Né le 16 juillet 1918 à Ickern (Allemagne) ; ouvrier mineur ; syndicaliste CGT et militant socialiste SFIO, PSU puis PS du Pas-de-Calais ; animateur culturel ; écrivain.

Polonais d’origine paysanne, les parents d’Ignace Flaczynski immigrèrent, le 1er novembre 1920, de Westphalie en France ; son père, ancien ouvrier agricole, travailla comme ouvrier mineur d’abord en Meurthe-et-Moselle dans les mines de fer, puis, à partir de 1923, dans les houillères du Pas-de-Calais, à Houdain, où il se fixa. Il fit, en 1933, naturaliser toute sa famille par crainte d’être expulsé et d’être obligé de retourner en Pologne, ce qui fut le cas pour de nombreuses familles polonaises par suite de la crise économique et du chômage.

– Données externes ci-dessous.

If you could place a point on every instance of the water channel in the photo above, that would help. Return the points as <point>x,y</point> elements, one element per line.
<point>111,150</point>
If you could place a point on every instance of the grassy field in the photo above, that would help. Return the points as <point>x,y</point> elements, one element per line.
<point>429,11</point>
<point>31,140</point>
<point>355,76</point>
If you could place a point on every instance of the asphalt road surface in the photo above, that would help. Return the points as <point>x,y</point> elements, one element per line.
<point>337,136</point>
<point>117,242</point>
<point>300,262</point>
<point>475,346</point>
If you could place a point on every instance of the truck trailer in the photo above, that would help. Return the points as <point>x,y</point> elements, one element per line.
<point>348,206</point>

Ignace Flaczynski suivit les cours de l’école primaire de 1925 à 1931 et, le 21 juillet 1931, son père le fit embaucher comme manœuvre à la fosse 6 d’Haillicourt (Pas-de-Calais) de la Compagnie des mines de Bruay. Il devait y demeurer jusqu’à sa retraite, à cinquante ans, le 31 juillet 1968.

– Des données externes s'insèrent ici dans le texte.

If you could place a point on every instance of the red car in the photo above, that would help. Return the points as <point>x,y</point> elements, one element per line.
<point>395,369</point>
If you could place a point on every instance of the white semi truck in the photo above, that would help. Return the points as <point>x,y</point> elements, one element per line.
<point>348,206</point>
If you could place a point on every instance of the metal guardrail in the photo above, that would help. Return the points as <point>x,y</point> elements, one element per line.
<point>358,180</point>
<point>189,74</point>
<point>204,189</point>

Essentiellement autodidacte, Ignace Flaczynski fit preuve, très jeune, d’une grande volonté pour s’instruire, – non, ce qui est à souligner, pour s’évader de sa condition d’ouvrier, mais pour acquérir une culture personnelle dont il fera bénéficier plus tard ses camarades de travail. À l’âge de dix ans, en 1928, aide-opérateur dans un cinéma muet polonais (la traduction des textes français en polonais était projetée sur un deuxième écran), il commença à cette occasion, à s’intéresser à la musique classique, grâce aux disques d’accompagnement des films. En 1932, membre de l’Université ouvrière polonaise (TUR), il entreprit l’étude de l’espéranto en suivant les cours donnés aux mineurs par son frère et acheta ses premiers livres. En 1936, Ignace Flaczynski s’inscrivit et milita à la CGT (section polonaise d’Houdain) et, en 1937, adhéra à la Libre Pensée. Mobilisé en septembre 1938 au 110e RI, il fut fait prisonnier le 18 juin 1940 dans l’Orne, après être revenu d’Angleterre où il avait été évacué de la poche de Dunkerque. Déporté en Allemagne à Sankt Ingbert, Limbourg-an-der-Lahn, puis dans la région de Stettin, il ne rentra en France qu’en 1945, après trois vaines tentatives d’évasion.
C’est surtout à partir de son retour de captivité qu’Ignace Flaczynski manifesta, sur de nombreux plans, une grande activité militante comme animateur culturel et propagandiste.
Avec le soutien de la Fédération des œuvres laïques du Pas-de-Calais, il lança, en 1974, ce qu’il appela l’opération « Ma vie de mineur » qui consistait à rassembler le plus grand nombre possible de témoignages se rapportant à tous les aspects de la vie quotidienne du mineur et de sa famille dans le passé comme dans le présent.
Membre de l’Association « Échanges franco-allemands » (RDA), de 1968 à 1971, Flaczynski a organisé des cours de langue allemande. Secrétaire aux affaires culturelles dans le Comité départemental de l’Association France-Pologne depuis 1966, puis membre du Conseil national de cette organisation, il s’est particulièrement appliqué à multiplier les initiatives destinées à développer la connaissance mutuelle et les liens affectifs entre Français et Polonais.
Ignace Flaczynski fut membre de la SFIO de 1945 à 1956, puis du PSU de 1968 à 1972. Depuis 1976, il est inscrit au Parti socialiste. Après 1945, il continua à militer à la CGT jusqu’en 1956, puis adhéra à la CGT-FO à partir de 1963 (secrétaire de section jusqu’en 1970).
Marié, Ignace Flaczynski était père d’un enfant.

SOURCE : Correspondance d’Ignace Flaczynski.